Well, all my inspiration is part of what I live at the moment or childhood memories!  For example, the theme of birds is the best known subject of my works, or spectra and faces that resemble coloured spirits up to bioluminescent jellyfish, so my work is everything I like and feel. The most important thing is that everything has movement and screams and explodes in beauty and chaos.

3. Can you talk about your artistic influences and other artists you felt most inspired by during your street art journey?

My first influences in the artistic universe were of modern masters such as Van Gogh, Larionov, Modigliani, Picasso and others. They motivated me to continue making my art through their masterpieces and also inspired me through their stories full of truth and personality that made me believe it possible to be an artist, live by art and fly around the world spreading colours and feelings.

4. What message would you like to deliver through your art? 

My art has a message for people about freedom and how we can get around daily thorns, escape the chaos and survive well with all of this!  The idea of ​​my art is in my personal emotions. You will find a lot of details and movement, above all a natural fluidity that I use when I’m painting without sketches just trying to transmit my emotions through lines with spray, quick brush strokes and different movements. I try to not have an expected result, but a surprise for each painting.
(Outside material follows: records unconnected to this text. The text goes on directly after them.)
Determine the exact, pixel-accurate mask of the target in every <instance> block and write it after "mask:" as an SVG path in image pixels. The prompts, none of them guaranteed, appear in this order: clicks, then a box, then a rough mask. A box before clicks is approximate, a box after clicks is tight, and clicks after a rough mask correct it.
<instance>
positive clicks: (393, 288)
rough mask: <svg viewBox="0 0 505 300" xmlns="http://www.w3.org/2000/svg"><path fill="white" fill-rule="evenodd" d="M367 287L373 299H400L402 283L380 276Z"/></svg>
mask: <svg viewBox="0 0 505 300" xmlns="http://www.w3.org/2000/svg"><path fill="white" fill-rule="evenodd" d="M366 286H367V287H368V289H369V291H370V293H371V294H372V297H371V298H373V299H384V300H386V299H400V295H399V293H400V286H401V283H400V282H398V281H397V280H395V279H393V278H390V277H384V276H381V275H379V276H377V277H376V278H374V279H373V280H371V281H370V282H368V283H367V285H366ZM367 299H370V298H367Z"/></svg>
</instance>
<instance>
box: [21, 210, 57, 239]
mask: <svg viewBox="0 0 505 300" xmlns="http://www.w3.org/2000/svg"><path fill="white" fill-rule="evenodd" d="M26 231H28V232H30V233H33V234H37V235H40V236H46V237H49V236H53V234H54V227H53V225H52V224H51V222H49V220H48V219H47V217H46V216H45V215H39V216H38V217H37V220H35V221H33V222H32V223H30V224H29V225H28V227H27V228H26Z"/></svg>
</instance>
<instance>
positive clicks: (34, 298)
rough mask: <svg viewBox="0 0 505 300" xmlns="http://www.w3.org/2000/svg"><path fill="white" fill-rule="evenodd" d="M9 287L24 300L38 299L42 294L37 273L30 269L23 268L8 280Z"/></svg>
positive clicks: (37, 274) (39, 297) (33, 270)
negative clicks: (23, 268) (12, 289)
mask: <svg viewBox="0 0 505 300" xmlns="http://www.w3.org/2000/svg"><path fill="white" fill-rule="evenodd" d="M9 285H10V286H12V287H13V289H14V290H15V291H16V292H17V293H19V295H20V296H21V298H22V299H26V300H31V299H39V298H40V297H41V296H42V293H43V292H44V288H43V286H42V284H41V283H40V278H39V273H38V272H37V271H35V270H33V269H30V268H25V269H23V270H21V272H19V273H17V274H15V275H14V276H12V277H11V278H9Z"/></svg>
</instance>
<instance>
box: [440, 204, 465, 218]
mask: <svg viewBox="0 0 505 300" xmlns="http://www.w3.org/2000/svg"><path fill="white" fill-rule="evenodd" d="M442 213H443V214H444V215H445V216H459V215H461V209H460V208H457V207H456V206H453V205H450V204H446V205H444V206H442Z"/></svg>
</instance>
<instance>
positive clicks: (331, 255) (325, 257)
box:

5. How do you decide when a work needs to be drawn on a wall or on a canvas?

Unlike many street artists, I started painting on canvas in common workshops.  I painted oil and traditional paintings but I felt very stuck and it was not what I liked or identified myself with, so after that I took a long step towards urban art and kept my work in the canvases and galleries too!  Today I put more emphasis on the canvas but street art is part of me and will always be.

6. What would the world be like without street art?

Maybe it would be very grey, I would not be here and I would never have expressed myself in a genuine way and without street art in its purest form.